Booyah, it’s up to 6.42% – I’ve moved from the 16 percentile in January to the 23 percentile today. Perhaps that’s a little too much excitement for someone that is still far away from being average. However, considering the vast amount of my account was invested using the my less-than-optimal strategy, this is a very significant move.
I think that peer-to-peer (p2p) lending through Lending Club is a good way to diversify a portfolio. It’s not going to move in the same direction as stocks, real estate, or gold. However, I’m cautious about putting a lot of money in it. Since p2p lending is new, I wouldn’t suggest anyone put more than 5% of their net worth into it. If you agree that this sounds interesting, I suggest you give Lending Club a try.
Congrats on the move up. Although I wouldn’t be too hard on yourself about the percentile. Long time investors will always be at a disadvantage where this comparison is concerned. This is because you are compared to all investors including brand new investors with a similar mix of investments. Every one of these new investors (say four months in or less) will have zero defaults because you it is physically impossible to have a default until a loan is four months old.
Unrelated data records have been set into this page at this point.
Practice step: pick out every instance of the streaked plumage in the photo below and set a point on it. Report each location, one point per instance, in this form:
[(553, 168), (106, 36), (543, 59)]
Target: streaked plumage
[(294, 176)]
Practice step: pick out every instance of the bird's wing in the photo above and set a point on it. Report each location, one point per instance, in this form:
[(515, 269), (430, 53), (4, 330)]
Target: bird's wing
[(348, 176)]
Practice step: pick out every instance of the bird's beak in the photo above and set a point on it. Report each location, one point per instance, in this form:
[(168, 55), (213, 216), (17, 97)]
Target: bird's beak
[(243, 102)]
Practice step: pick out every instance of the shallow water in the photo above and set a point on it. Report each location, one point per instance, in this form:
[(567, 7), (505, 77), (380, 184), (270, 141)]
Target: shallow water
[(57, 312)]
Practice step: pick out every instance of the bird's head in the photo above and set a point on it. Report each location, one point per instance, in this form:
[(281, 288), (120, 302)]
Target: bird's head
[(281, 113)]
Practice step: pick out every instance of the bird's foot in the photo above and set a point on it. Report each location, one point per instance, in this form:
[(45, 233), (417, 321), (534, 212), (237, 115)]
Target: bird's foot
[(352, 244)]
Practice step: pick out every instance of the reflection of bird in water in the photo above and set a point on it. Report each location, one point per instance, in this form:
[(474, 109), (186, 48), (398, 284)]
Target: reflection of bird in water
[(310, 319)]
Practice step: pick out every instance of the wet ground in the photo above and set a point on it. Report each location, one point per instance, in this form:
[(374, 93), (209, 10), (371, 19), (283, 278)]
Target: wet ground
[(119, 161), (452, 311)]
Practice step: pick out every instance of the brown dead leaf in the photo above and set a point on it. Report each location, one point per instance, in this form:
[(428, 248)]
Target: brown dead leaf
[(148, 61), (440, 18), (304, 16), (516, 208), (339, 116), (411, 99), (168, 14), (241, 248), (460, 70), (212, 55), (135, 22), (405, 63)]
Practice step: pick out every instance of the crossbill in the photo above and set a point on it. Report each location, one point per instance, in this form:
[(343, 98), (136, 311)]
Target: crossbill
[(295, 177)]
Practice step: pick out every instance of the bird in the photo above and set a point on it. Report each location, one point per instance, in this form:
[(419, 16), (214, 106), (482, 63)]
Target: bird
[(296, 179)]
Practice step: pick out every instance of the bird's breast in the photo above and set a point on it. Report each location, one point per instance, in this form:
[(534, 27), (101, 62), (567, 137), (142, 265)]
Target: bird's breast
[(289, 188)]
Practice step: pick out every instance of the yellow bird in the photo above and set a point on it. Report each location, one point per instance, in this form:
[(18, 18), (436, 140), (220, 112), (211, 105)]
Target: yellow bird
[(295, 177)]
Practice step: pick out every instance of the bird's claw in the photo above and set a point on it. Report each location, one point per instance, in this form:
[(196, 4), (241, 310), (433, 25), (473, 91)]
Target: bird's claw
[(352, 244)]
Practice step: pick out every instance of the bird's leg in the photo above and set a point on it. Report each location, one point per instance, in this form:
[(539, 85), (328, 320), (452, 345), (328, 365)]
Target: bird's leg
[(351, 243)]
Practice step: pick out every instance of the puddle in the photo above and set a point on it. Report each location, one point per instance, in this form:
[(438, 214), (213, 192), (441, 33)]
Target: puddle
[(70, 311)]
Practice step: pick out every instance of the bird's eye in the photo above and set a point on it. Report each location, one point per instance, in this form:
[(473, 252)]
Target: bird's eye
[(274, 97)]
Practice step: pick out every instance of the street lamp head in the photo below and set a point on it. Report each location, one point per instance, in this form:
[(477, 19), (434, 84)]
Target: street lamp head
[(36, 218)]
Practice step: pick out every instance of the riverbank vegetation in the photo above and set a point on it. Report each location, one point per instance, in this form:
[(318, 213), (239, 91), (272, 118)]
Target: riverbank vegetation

I have spoken to Lending Club about this and they have agreed that the Compare tool is misleading. I think we will see a revamp of this system some time later in the year.
I’ve been hovering around 10% on lending club over the last 1.5 years since I started. While I hardly feel like some kind of master at it, here are some lessons I feel like I’ve learned:
1- I would be VERY wary of this method of lending without putting 2.5k or more money into it. Below that amount it’s just too big of an impact when a loan defaults in my opinion.
2- Along with that, never invest more than $25 dollars per loan – unless you have a large amount of money involved that isn’t realistic to break up into $25 chunks. Like 30k plus might be where you would up it to 50 bucks per loan or something. But for us “normal” guys who are putting in 20k or less, $25 per loan spreads out the risk of individual defaults.
3- This is entirely my opinion, but I LOVE the trading platform. Sign up for it. Mostly I use it to dump loans in grace period before they get too late. Usually in grace period you can sell the loan for a break even (or a little above if they’ve been paying for awhile). This way I never have to worry about late and default. I may be losing some late fee money and interest on many that get back to current again – but it’s a nice piece of mind to get my 25 bucks back before it goes south! Also, if you search hard enough you can find some good deals on loans to buy. I’ve heard of many investors who only acquire new loans by buying ones on the trading platform with proven payment history.
I’ll have to take a look at Lending Club. I currently do P2P lending through Microplace, which lends money to poor people in other countries. Have you ever tried that?